Simple Black-Box Adversarial Perturbations for Deep Networks
Nina Narodytska, Shiva Prasad Kasiviswanathan
TL;DR
This paper shows that deep CNNs, including modern architectures, are vulnerable to adversarial perturbations even under strict black-box conditions. It introduces two gradient-free attack strategies: a first-pass single-pixel perturbation revealing widespread presence of critical pixels, and a scalable greedy local-search (LocSearchAdv) that perturbs small pixel neighborhoods to induce $k$-misclassification with minimal perturbation. Across datasets from MNIST to ImageNet, LocSearchAdv outperforms the fast FGSM in success rate while perturbing far fewer pixels, and it remains effective under larger $k$ and when facing weaker adversaries. The work also links perturbed pixels to saliency regions without computing gradients, highlighting practical implications for robustness testing and defense design. Overall, it provides a practical, scalable benchmark for evaluating and stress-testing CNN robustness in realistic black-box scenarios.
Abstract
Deep neural networks are powerful and popular learning models that achieve state-of-the-art pattern recognition performance on many computer vision, speech, and language processing tasks. However, these networks have also been shown susceptible to carefully crafted adversarial perturbations which force misclassification of the inputs.

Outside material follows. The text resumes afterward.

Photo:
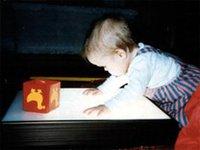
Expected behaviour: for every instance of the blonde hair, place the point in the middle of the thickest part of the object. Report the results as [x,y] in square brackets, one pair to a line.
[107,36]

Adversarial examples enable adversaries to subvert the expected system behavior leading to undesired consequences and could pose a security risk when these systems are deployed in the real world. In this work, we focus on deep convolutional neural networks and demonstrate that adversaries can easily craft adversarial examples even without any internal knowledge of the target network. Our attacks treat the network as an oracle (black-box) and only assume that the output of the network can be observed on the probed inputs. Our first attack is based on a simple idea of adding perturbation to a randomly selected single pixel or a small set of them. We then improve the effectiveness of this attack by carefully constructing a small set of pixels to perturb by using the idea of greedy local-search. Our proposed attacks also naturally extend to a stronger notion of misclassification. Our extensive experimental results illustrate that even these elementary attacks can reveal a deep neural network's vulnerabilities. The simplicity and effectiveness of our proposed schemes mean that they could serve as a litmus test for designing robust networks.